Tableau 20 : Chimisme de la solution solide duftite α - duftite β - conichalcite
1 - Composition théorique Pb Cu (AsO4) (OH).
2 - Tsumeb. PUFAHL (1920) in DANA.
3 - Tsumeb. GUILLEMIN (1956).
4 - Cap Garonne. GUILLEMIN (1952).
5 - Cap Garonne. Cette étude.
6 - Tsumeb. GUILLEMIN (1956).
7 - Composition théorique (Pb0,5Ca0,5) Cu (AsO4) (OH).
8 - Tsumeb. JAMBOR et al. (1980).
9 - Composition théorique Ca Cu (AsO4) (OH).

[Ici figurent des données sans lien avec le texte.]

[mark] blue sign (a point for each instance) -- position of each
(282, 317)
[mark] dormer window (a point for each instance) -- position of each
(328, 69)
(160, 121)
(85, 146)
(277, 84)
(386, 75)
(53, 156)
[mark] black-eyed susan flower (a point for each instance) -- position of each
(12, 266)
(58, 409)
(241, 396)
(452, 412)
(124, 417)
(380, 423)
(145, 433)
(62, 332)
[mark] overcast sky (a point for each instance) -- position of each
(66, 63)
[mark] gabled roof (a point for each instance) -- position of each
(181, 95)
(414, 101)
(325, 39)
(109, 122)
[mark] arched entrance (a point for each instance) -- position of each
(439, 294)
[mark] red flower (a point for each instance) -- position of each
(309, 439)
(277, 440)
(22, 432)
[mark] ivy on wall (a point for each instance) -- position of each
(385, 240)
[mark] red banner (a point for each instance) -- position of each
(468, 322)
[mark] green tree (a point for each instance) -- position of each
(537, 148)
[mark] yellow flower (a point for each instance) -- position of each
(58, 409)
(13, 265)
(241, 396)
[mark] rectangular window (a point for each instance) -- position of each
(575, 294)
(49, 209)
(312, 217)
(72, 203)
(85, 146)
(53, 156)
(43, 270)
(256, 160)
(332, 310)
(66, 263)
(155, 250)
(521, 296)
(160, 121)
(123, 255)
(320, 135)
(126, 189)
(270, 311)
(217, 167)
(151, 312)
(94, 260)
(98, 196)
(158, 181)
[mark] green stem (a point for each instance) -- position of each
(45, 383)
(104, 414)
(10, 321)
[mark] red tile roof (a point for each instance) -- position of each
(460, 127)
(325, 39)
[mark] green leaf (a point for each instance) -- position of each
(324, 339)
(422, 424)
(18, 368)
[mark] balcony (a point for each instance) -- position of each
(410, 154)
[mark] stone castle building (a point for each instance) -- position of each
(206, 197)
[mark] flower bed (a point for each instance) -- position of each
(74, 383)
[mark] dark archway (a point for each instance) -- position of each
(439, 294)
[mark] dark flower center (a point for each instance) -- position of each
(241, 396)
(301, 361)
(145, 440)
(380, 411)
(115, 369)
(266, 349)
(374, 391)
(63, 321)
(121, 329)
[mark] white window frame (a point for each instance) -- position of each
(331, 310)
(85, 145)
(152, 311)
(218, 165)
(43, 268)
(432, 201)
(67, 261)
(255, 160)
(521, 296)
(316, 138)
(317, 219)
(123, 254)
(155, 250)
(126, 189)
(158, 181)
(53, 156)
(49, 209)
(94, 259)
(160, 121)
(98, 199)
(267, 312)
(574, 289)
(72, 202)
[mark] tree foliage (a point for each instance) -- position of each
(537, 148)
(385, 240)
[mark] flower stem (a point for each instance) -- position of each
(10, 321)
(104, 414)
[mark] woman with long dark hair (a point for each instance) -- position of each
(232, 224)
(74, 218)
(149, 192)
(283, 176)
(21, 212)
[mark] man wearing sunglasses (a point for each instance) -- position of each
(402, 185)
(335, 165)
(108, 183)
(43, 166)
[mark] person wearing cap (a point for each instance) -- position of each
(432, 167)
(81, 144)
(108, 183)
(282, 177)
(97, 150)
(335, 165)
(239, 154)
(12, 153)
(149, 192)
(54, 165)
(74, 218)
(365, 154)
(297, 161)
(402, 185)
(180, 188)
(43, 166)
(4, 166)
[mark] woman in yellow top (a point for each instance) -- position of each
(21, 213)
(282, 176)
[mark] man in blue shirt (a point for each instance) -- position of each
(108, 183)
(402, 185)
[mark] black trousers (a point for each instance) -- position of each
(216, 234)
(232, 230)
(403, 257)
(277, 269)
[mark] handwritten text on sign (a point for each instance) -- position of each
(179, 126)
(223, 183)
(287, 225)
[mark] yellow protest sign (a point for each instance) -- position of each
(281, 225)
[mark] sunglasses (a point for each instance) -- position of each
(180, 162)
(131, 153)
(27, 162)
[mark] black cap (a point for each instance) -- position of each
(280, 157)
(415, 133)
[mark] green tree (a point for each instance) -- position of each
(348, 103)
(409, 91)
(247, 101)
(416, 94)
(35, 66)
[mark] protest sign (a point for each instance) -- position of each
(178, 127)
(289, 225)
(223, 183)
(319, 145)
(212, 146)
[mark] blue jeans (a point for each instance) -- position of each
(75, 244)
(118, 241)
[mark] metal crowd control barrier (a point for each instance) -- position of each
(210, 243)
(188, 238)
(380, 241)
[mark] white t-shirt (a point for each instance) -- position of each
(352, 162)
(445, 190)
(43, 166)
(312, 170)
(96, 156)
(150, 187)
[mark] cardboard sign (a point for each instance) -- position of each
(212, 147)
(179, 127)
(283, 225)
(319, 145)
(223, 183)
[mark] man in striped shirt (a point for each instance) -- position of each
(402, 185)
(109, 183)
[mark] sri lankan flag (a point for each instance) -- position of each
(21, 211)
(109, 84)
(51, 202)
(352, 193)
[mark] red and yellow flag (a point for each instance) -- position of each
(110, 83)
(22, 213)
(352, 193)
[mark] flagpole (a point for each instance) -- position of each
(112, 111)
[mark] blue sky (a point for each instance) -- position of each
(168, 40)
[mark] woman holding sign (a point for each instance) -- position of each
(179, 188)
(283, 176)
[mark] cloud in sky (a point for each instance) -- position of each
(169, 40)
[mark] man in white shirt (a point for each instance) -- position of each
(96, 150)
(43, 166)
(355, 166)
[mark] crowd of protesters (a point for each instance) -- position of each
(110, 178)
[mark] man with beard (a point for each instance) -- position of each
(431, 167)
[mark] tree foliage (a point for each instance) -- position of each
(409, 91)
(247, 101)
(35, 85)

Paragenèse - association minérale
La duftite est typiquement associée à d'autres arséniates de Pb, en particulier : mimétite. beudantite et bayldonite (cf. 1ère partie, III.2.1.a.4). Elle est aussi fréquemment accompagnée par les carbonates : azurite-malachite, cérusite et calcite - dolomite.
Gisements
La duftite α a été trouvée en relative abondance à Tsumeb, Namibie. Elle s'y présente en cristaux isométriques, jusqu'à 2 mm, parfois en aiguilles. KELLER (1980) la décrit dans 5 assemblages de la séquence de type basique (type I, pH ≈ 6-8), qui sont (les flèches indiquent les relations chronologiques) :
I1 : goethite → duftite → cérusite → duftite II → dolomite
I3 : cérusite → duftite → malachite → mimétite → duftite I + malachite → cérusite →duftite II
I5 : wulfénite I → duftite → calcite → wulfénite II
I7 : duftite → dundasite PbAl2 (CO3)2 (OH)4. H2O → cérusite → azurite
I8 : mottranite → olivénite I et II → duftite → malachite → azurite
I9 : dolomite → duftite → plancheite → dioptase → calcite
Signalons que la duftite β existe aussi à Tsumeb. La duftite α constitue le principal arséniate rencontré dans le chapeau de fer du gisement de Mount Bonnie, Pine Creek, N. Territory, Australie (ENGLAND et ROBINSON, 1988). Ses cristaux, jusqu'à 5 mm, sont mal formés et le plus souvent encroûtés d'un liseré de mimétite (périmorphose). Elle a été identifiée dans de nombreuses localités d'Arizona, USA : citons les mines Potter Cramer, Moon Anchor, dans le comté de Maricopa ou encore celles du comté de Mohave (ANTHONY et al., 1982). En Europe, elle a été signalée en bons cristaux aciculaires (≈ 0,5 mm) ou pseudo-octaédriques à Grube Clara, Schwarzwald, Allemagne. Elle y est le plus souvent associée à beudantite, mimétite, carminite, plus rarement à stolzite, cérusite, mimétite, carminite (KEISER, 1984). En Angleterre, duftite α et β ont été reconnues à la mine Brandy Gill, Caldbecks Fells (COOPER et STANLEY, 1990), en association pour la forme β avec pyromorphite, stolzite, cérusite et malachite. Enfin, signalons les occurrences de duftites françaises : Anozel, Vosges (GUILLEMIN, 1956), où duftite α et β sont présentes en encroûtements indistincts associés à la mimétite ; Cap Garonne (GUILLEMIN, 1952) (cf. 3ème partie, II.4.2.9) et la Verrière (com. pers. H. SARP, échantillons G. FAVREAU), Rhône, en cristaux octaédriques de 1 mm associés à la mimétite.